8. Enfin, pour l'application de l'article L. 600-4-1 du code de l'urbanisme, en l'état du dossier soumis au juge des référés du tribunal, aucun autre moyen n'est susceptible d'entraîner la suspension de la décision attaquée.

9. Les deux conditions posées par l'article L. 521-1 du code de la justice administrative étant remplies, il y a lieu ainsi de prononcer, à titre provisoire, la suspension de l'exécution de l'arrêté contesté du 23 mai 2024.

Sur les conclusions à fin d'injonction :

10. La présente ordonnance implique qu'il soit enjoint au maire de Riom de procéder au réexamen de la déclaration préalable déposée par la société Free Mobile et de prendre une nouvelle décision dans un délai d'un mois à compter de la notification de la présente ordonnance, sans qu'il soit besoin d'assortir cette injonction d'une astreinte.

Sur les frais liés au litige :

11. Dans les circonstances de l'espèce, il n'y a pas lieu de mettre à la charge de la commune de Riom la somme demandée par la société Free Mobile sur le fondement de l'article L. 761-1 du code de justice administrative. Les dispositions de cet article font obstacle à ce que cette société, qui n'est pas, dans la présente instance, partie perdante, verse à la commune de Riom la somme qu'elle demande au titre des frais exposés et non compris dans les dépens.

O R D O N N E :

Article 1er : L'exécution de l'arrêté du 23 mai 2024 est suspendue jusqu'à ce qu'il soit statué sur la requête tendant à l'annulation de cette décision.

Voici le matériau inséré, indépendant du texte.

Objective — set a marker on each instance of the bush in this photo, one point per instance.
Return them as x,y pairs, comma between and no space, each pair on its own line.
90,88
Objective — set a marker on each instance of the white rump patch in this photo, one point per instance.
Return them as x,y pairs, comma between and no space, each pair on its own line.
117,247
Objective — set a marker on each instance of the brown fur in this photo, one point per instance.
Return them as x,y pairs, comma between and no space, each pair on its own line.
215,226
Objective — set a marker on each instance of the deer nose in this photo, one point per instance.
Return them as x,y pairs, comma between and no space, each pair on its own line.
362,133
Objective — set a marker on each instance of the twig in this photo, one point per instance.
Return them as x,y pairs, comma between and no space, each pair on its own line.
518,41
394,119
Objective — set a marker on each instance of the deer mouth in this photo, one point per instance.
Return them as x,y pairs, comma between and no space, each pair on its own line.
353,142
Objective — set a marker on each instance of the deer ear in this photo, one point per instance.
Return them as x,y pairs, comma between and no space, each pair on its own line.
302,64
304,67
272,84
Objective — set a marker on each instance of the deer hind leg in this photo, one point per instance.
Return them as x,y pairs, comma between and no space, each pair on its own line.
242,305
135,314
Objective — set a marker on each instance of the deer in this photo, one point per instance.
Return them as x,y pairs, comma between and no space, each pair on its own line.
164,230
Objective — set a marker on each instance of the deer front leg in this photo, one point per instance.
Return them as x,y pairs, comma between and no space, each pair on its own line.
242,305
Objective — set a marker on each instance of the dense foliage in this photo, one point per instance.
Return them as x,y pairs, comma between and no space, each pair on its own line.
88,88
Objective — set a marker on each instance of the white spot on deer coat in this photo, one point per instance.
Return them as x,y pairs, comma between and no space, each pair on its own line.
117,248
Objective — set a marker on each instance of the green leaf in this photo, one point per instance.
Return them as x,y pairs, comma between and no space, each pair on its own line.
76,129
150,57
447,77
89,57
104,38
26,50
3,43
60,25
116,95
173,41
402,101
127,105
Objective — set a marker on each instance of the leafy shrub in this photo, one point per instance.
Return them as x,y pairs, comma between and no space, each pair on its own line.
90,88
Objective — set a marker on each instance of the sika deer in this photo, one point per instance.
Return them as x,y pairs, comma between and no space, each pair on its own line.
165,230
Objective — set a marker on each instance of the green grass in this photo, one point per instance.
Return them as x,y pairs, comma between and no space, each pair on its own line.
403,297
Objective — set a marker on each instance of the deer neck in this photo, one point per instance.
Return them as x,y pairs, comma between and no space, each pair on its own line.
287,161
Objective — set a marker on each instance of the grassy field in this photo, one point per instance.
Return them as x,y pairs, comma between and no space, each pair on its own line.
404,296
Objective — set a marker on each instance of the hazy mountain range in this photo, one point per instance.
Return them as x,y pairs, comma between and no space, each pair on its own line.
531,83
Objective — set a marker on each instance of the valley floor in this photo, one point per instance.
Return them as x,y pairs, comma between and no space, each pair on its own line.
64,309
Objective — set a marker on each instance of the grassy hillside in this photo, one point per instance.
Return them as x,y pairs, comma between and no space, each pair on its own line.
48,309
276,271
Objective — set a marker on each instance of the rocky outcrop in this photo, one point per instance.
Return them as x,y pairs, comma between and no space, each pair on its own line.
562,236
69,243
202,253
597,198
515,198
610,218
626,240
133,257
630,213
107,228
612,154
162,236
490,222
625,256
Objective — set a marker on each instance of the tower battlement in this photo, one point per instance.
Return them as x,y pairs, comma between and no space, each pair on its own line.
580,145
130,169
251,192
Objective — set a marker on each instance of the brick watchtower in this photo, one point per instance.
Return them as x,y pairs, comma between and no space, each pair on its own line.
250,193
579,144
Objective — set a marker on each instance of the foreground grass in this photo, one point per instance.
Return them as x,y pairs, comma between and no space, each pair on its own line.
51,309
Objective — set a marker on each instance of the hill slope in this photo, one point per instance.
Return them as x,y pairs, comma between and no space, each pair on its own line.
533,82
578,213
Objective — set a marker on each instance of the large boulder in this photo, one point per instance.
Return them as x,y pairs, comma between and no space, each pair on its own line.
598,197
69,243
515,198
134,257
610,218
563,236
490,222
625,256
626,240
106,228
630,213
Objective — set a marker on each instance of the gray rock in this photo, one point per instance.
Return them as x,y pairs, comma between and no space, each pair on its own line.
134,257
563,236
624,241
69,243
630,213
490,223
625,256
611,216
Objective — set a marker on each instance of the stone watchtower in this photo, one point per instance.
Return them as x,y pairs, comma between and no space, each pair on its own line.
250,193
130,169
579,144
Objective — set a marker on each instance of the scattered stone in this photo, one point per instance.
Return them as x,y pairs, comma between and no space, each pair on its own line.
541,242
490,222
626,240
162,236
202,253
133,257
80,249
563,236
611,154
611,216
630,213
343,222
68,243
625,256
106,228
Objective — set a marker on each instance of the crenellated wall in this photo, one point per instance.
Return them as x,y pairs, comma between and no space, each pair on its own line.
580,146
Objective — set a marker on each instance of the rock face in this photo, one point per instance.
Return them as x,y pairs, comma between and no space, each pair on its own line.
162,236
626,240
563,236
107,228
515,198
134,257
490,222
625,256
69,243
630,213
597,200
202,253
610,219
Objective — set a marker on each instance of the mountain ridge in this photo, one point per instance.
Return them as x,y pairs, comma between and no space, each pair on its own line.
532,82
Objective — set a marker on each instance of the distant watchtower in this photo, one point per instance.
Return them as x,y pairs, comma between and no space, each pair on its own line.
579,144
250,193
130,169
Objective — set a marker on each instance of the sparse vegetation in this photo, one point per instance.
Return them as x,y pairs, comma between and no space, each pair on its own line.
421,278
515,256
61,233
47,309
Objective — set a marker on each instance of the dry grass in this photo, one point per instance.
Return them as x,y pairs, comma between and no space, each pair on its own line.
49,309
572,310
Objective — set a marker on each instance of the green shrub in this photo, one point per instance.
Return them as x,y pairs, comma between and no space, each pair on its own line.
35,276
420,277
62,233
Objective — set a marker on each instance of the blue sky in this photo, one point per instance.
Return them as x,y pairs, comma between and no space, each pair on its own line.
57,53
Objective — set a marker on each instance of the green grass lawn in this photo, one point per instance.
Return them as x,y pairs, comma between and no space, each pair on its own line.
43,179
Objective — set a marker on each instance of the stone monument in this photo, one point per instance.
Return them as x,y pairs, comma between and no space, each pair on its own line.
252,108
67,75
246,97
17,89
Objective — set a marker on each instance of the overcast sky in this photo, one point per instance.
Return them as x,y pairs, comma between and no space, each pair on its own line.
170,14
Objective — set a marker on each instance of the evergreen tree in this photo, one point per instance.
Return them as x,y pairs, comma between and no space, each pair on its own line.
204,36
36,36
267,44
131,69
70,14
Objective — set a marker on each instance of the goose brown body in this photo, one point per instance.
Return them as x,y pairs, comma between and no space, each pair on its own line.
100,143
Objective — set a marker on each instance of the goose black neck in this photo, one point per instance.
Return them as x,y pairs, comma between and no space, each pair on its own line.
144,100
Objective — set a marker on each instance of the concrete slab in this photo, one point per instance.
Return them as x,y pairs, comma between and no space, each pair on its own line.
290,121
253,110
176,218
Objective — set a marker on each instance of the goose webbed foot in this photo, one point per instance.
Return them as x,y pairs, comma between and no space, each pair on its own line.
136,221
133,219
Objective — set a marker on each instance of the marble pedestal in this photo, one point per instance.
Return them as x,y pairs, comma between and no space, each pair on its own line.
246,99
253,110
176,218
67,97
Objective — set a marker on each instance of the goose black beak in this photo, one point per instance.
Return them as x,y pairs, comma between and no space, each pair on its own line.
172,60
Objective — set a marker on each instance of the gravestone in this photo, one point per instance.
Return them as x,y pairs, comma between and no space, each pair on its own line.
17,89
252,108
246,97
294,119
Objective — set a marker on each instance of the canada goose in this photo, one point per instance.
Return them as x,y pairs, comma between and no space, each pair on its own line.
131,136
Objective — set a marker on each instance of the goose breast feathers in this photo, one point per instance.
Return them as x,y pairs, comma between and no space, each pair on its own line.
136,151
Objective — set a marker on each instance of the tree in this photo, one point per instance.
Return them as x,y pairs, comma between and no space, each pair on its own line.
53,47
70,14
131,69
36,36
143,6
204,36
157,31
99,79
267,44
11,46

Article 2 : Il est fait injonction au maire de Riom de procéder au réexamen de la déclaration préalable déposée par la société Free Mobile et de prendre une nouvelle décision dans un délai d'un mois à compter de la notification de la présente ordonnance.

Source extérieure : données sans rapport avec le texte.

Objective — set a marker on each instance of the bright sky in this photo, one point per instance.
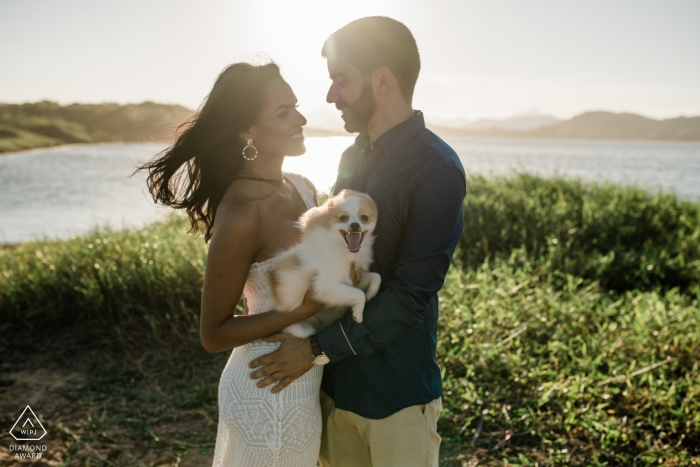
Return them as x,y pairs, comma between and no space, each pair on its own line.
480,58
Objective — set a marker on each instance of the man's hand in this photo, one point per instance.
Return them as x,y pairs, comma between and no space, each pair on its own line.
284,365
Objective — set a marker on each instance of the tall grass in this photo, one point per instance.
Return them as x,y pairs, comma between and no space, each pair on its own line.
149,278
624,238
569,329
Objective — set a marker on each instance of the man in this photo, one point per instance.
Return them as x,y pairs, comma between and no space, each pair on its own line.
381,390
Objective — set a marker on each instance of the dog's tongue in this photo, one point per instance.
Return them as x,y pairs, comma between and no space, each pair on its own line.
354,239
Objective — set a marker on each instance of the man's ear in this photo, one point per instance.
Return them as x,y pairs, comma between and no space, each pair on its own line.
383,80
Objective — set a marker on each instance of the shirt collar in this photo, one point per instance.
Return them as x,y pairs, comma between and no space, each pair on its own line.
396,138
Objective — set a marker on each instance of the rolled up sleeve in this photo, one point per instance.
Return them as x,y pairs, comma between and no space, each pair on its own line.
433,227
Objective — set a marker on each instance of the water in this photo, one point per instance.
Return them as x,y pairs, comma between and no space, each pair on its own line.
58,192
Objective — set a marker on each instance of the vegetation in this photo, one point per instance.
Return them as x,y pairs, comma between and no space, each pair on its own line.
559,343
591,125
41,124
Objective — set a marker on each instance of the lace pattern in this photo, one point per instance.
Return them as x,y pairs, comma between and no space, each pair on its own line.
256,427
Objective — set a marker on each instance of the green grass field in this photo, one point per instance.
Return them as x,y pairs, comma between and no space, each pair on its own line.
569,331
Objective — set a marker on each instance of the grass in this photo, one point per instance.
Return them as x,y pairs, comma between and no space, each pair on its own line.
559,344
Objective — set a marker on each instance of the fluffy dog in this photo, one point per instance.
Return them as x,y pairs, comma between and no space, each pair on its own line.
334,237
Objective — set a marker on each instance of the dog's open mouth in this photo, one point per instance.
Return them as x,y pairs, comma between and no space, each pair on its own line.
353,240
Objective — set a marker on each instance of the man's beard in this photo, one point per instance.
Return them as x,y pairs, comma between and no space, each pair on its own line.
362,110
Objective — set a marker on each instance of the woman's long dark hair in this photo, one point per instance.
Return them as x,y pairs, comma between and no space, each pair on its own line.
205,156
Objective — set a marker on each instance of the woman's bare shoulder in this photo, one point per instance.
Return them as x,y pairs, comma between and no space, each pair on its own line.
237,215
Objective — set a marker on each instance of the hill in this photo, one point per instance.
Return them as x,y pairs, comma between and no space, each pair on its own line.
595,125
41,124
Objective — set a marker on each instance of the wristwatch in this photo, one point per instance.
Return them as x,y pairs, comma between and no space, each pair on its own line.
320,358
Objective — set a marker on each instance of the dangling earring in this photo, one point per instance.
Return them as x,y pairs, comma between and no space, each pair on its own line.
250,145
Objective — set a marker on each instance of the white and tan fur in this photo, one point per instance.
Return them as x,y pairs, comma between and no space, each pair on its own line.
322,261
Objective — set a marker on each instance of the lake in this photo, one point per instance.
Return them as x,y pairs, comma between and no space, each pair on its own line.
67,190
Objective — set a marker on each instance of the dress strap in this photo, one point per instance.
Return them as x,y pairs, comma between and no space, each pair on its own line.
306,193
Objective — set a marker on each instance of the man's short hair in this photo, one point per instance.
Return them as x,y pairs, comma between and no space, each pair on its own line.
376,41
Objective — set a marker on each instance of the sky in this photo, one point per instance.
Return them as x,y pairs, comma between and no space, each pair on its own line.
480,59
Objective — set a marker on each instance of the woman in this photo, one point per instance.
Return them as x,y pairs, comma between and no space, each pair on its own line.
225,170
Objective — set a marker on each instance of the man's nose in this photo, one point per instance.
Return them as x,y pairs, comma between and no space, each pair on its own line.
333,95
302,119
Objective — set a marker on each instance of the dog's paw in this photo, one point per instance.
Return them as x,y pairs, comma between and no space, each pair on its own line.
302,329
357,312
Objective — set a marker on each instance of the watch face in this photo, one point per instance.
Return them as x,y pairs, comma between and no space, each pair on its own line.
322,360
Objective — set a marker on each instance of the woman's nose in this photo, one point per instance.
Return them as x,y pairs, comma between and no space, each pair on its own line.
333,95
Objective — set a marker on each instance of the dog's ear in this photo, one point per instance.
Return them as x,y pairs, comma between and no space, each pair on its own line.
310,216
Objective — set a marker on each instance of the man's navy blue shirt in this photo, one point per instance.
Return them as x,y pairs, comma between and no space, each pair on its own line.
388,362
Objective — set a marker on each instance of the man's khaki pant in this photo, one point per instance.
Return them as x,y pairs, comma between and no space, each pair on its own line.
405,439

Article 3 : Le surplus des conclusions des parties est rejeté.

Article 4 : La présente ordonnance sera notifiée à la société par actions simplifiées Free Mobile et à la commune de Riom.

Fait à Clermont-Ferrand, le 17 octobre 2024.

La juge des référés,

C. B

La République mande et ordonne au préfet du Puy-de-Dôme, en ce qui le concerne ou à tous commissaires de justice à ce requis en ce qui concerne les voies de droit commun contre les parties privées, de pourvoir à l'exécution de la présente décision.